Coca-Cola Co. (NYSE: KO) on Tuesday reported its fourth-quarter earning results, beating analysts’ estimates after the company increased the price of beverages and cut a $3 billion cost.
The beverage giant posted a profit of $1.24 billion, or 28 cents a share, compared to $770 million, or 17 cents a share a year earlier. Excluding some items, the earnings were 38 cents a share, beating analysts’ estimated of 37 cents on average.

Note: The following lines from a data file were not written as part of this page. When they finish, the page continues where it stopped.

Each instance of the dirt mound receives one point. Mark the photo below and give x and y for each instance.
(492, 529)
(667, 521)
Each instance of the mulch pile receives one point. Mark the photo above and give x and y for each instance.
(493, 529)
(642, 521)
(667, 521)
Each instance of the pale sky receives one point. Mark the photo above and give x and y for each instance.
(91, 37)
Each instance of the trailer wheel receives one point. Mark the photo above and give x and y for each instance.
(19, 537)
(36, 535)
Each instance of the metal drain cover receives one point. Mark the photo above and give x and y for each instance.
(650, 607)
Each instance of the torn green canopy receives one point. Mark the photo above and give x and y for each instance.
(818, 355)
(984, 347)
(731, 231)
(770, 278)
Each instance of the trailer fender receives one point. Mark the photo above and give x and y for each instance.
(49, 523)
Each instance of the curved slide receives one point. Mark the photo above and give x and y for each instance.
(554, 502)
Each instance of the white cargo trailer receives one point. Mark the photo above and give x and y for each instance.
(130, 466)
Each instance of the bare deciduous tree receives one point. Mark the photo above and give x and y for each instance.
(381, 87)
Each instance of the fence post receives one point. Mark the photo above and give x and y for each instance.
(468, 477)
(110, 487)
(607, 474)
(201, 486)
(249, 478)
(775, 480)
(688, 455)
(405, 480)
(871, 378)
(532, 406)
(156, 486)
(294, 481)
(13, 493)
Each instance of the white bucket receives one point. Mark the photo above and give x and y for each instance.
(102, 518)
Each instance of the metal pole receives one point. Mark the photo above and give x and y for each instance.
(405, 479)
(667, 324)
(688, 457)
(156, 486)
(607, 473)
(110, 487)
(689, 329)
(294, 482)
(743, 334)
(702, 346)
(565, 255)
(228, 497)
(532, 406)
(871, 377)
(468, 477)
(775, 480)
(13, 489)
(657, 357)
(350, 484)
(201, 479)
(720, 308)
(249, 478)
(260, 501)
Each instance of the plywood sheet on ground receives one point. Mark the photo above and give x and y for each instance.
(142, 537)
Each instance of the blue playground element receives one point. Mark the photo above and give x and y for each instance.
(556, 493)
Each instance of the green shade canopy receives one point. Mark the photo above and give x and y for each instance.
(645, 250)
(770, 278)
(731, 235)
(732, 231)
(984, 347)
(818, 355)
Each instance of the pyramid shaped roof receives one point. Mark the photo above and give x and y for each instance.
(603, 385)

Atlanta-based company had been struggling overseas in the recent years. Especially in emerging markets, for example, China’s economy is slowing; Russia and Brazil were in recession. The beverage company also didn’t do well in Europe and Japan, where consumer demand is slowing. The profit was also hit by the weak foreign currencies and strong dollar.
But the company offset the weakness by raising prices and cost cuts. The company accelerated its refranchising and expects to refranchise its North America bottling operations by the end of 2017, three years earlier than expected.The beverage giant also targets a $3 billion in cost cuts by 2019. The earning report also said that 7% growth in Coca-Cola Zero offset a 5% decline in Diet coke.
“The company is clearly working hard to realign their business model with the current reality that they’re facing,” said Vivien Azer, an analyst at Cowen & Co. “The volume environment still feels a bit lackluster to me.”
Coca-Cola shares rose 1.41% to $43.24 at 3:58 p.m. in New York. The shares had gain 1.8 percent last year.